Apple's bug bounty program is frustrating the security research community, with complaints spanning poor communication, confusion about payments, and more.
The program, which was first started in 2016, invites ethical hackers and security researchers to find flaws in Apple's hardware and software in return for bounties. In 2019, Apple opened its bounty initiative to all researchers.
According to The Washington Post, many researchers believe that Apple's slow response to fixing bugs, delays in payment or communication, and "insular culture" is hurting both the program and Apple device security at large.
For example, a former and current Apple employee both said that the Cupertino tech giant has a massive backlog of bugs that it has yet to patch. Luta Security CEO Katie Moussouris, who helped start the Defense Department's bug bounty program, says that frustrates those who find and report issues to the company.
"You have to have a healthy internal bug fixing mechanism before you can attempt to have a healthy bug vulnerability disclosure program," Moussouris said. "What do you expect is going to happen if they report a bug that you already knew about but haven't fixed? Or if they report something that takes you 500 days to fix it?"
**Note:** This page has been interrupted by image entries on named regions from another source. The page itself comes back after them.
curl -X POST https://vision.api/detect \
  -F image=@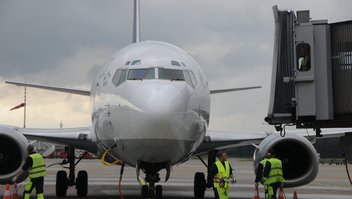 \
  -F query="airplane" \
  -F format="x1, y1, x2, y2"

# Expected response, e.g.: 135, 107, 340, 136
0, 0, 350, 198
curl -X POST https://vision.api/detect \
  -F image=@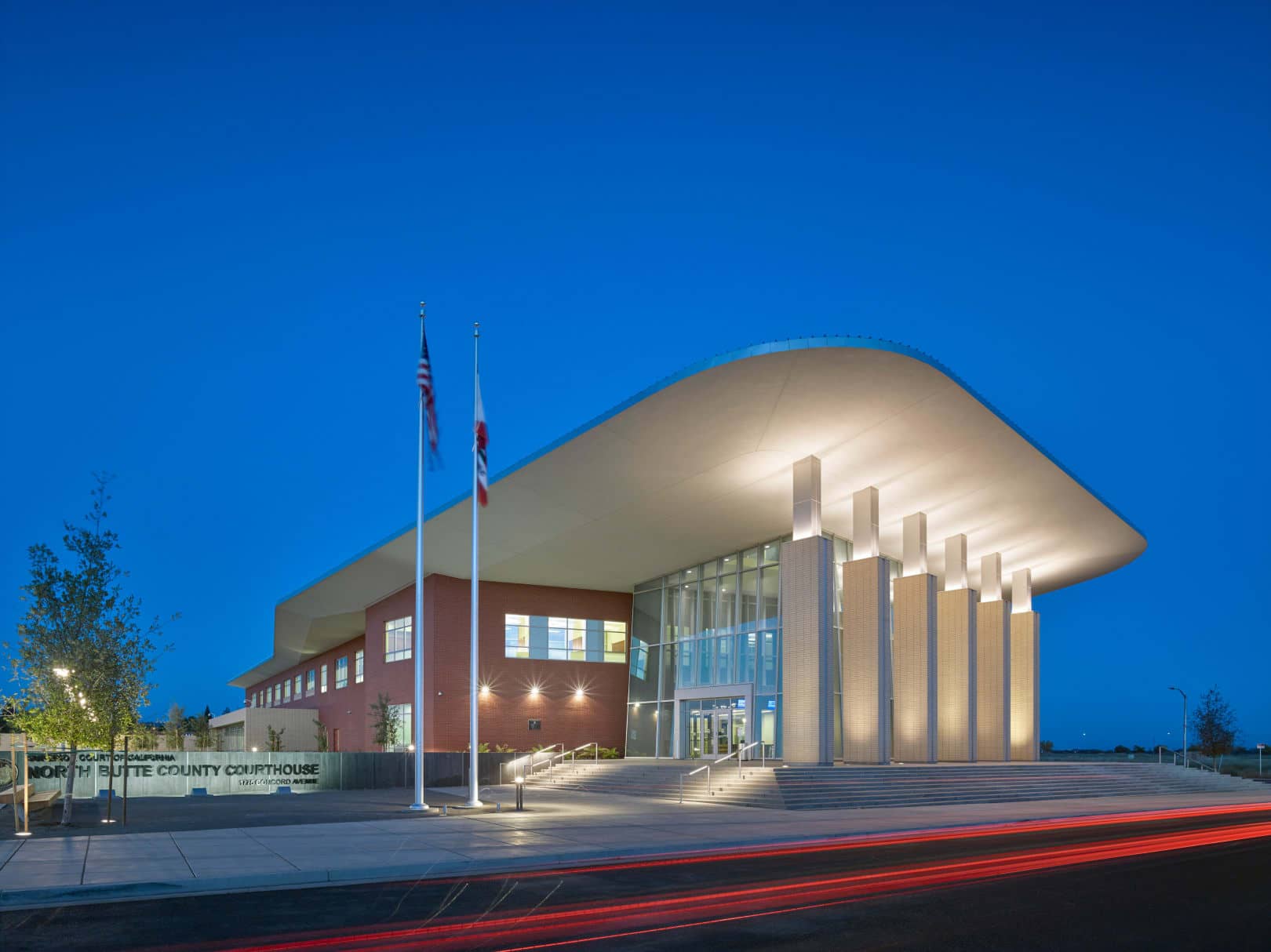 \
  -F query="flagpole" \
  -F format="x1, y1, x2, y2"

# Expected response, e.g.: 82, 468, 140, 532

Other issues exist in how much Apple pays for bounties, researchers said. For example, Apple's program pays up to $100,000 for vulnerabilities and exploits that allow attackers to gain "unauthorized access to sensitive data."
Earlier in 2021, researcher Cedric Owens discovered a vulnerability that may have allowed attackers to bypass the Mac's security mechanisms. He reported that flaw to Apple, who fixed the bug but only paid Owens $5,000. That's despite the fact that he and other researchers believe that it could have allowed access to "sensitive data."
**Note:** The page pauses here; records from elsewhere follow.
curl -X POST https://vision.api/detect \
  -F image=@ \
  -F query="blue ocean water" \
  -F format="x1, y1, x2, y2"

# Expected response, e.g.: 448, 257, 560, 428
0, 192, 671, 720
Owens said he will likely continue submitting bugs to Apple, though other researchers might not. That could lead to "more gaping holes in Apple's processes and in their products."
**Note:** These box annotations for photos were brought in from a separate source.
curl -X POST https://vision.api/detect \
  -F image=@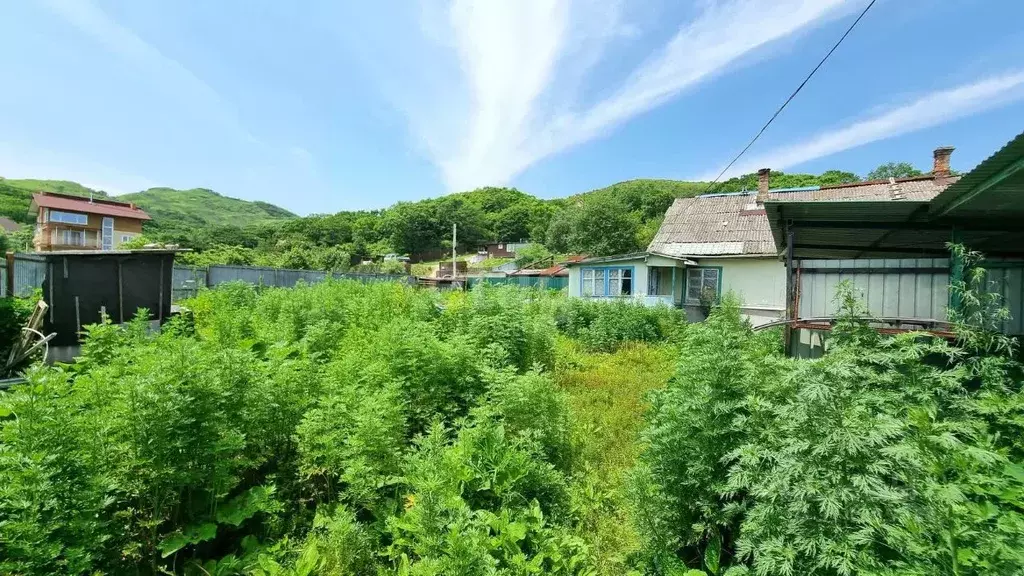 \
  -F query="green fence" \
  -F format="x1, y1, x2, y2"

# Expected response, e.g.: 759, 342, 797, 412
467, 276, 569, 290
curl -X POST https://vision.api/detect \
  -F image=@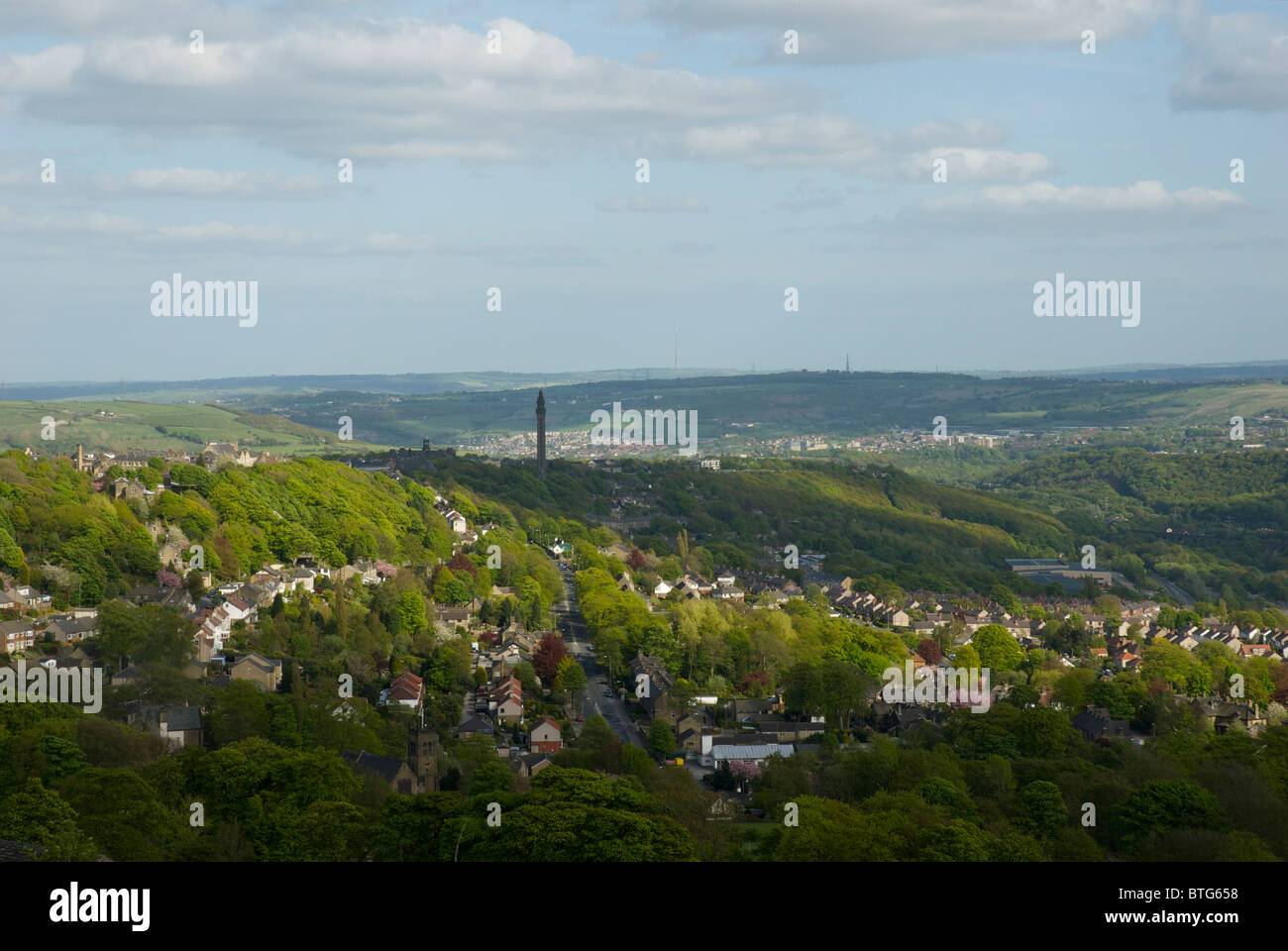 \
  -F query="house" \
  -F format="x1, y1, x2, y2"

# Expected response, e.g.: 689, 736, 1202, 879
13, 585, 49, 608
220, 598, 259, 624
443, 509, 469, 535
107, 476, 156, 501
703, 737, 796, 768
1177, 697, 1266, 736
456, 716, 494, 740
229, 651, 282, 690
434, 605, 474, 627
528, 716, 563, 753
1073, 706, 1130, 742
46, 617, 98, 644
288, 569, 317, 591
112, 664, 139, 687
0, 620, 36, 654
380, 672, 425, 710
488, 677, 523, 723
510, 753, 554, 777
340, 750, 420, 795
631, 651, 682, 727
158, 706, 201, 750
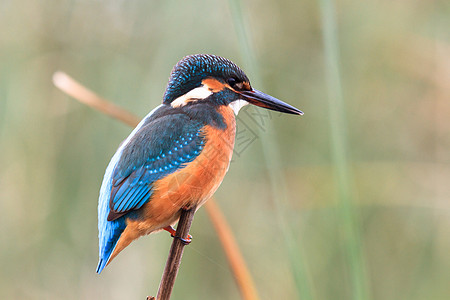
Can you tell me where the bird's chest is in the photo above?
[150,107,236,213]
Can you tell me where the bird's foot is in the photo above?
[163,225,192,245]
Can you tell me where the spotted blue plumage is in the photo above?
[97,105,205,273]
[163,54,249,104]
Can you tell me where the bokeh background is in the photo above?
[0,0,450,300]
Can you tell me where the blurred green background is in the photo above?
[0,0,450,300]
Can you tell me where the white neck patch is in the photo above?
[228,99,248,116]
[170,85,213,107]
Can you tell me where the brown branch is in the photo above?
[53,72,139,127]
[53,72,259,300]
[156,207,196,300]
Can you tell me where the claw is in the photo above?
[163,225,192,245]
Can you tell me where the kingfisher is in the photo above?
[97,54,303,273]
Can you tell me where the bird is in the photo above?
[97,54,303,274]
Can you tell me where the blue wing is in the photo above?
[108,114,204,221]
[97,105,205,273]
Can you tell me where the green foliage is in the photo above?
[0,0,450,300]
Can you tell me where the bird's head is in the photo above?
[163,54,303,115]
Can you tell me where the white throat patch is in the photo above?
[170,85,213,107]
[228,99,248,116]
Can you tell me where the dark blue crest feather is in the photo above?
[163,54,249,104]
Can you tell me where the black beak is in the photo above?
[240,90,303,115]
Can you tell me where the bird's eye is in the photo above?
[227,77,236,87]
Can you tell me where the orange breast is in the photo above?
[108,106,236,264]
[128,106,236,234]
Some researchers believe that Apple is too slow in issuing payments. Sam Curry, who spent months hacking Apple with a team of researchers, found a slew of vulnerabilities in the company's digital infrastructure. Curry and his team eventually received $50,000 in payment.
However, Curry believes that Apple knows its reputation in he security research industry might be shaky.
"I think they're aware of how they're seen in the community, and they're trying to move forward," Curry said.
There's also the issue of Apple's secrecy culture. That stands in direct contrast to hacker culture, which holds the open and free flow of information as one of its core values.
"It's not a surprise they haven't embraced this public security researcher culture until recently, when their hand was forced into launching a bug bounty program," said Jay Kaplan, a founder of crowdsourced security research company Synack.
Because of its reputation, researchers weren't reporting bugs to Apple. Instead, "they were going to security conferences and speaking about it publicly and selling it on the black market," said Kaplan.
At least one iOS engineer, Tian Zhang, said that Apple ignored one of his bug reports and did not issue payment for the vulnerability — despite the fact that the company fixed it.
"It's a mixed feeling. On one side, as an engineer, you want to make sure the products you're building are safe for other people," Zhang said. "On the other hand, it seems like Apple thinks people reporting bugs are annoying and they want to discourage people from doing so."
Despite the bug bounty program, there also exists thriving gray and black markets for iOS vulnerabilities. Exploits for Apple's platforms can fetch up to $2 million, slightly lower than the $2.5 million for similar Android flaws.
Ivan Krstic, Apple's head of security engineering, characterized the bounty program as a "runaway success." However, when questioned about a case of a security researcher who did not receive a bounty for a flaw he discovered, Kristic said that Apple worked to fix such blunders.
"When we make mistakes, we work hard to correct them quickly, and learn from them to rapidly improve the program," Krstic said.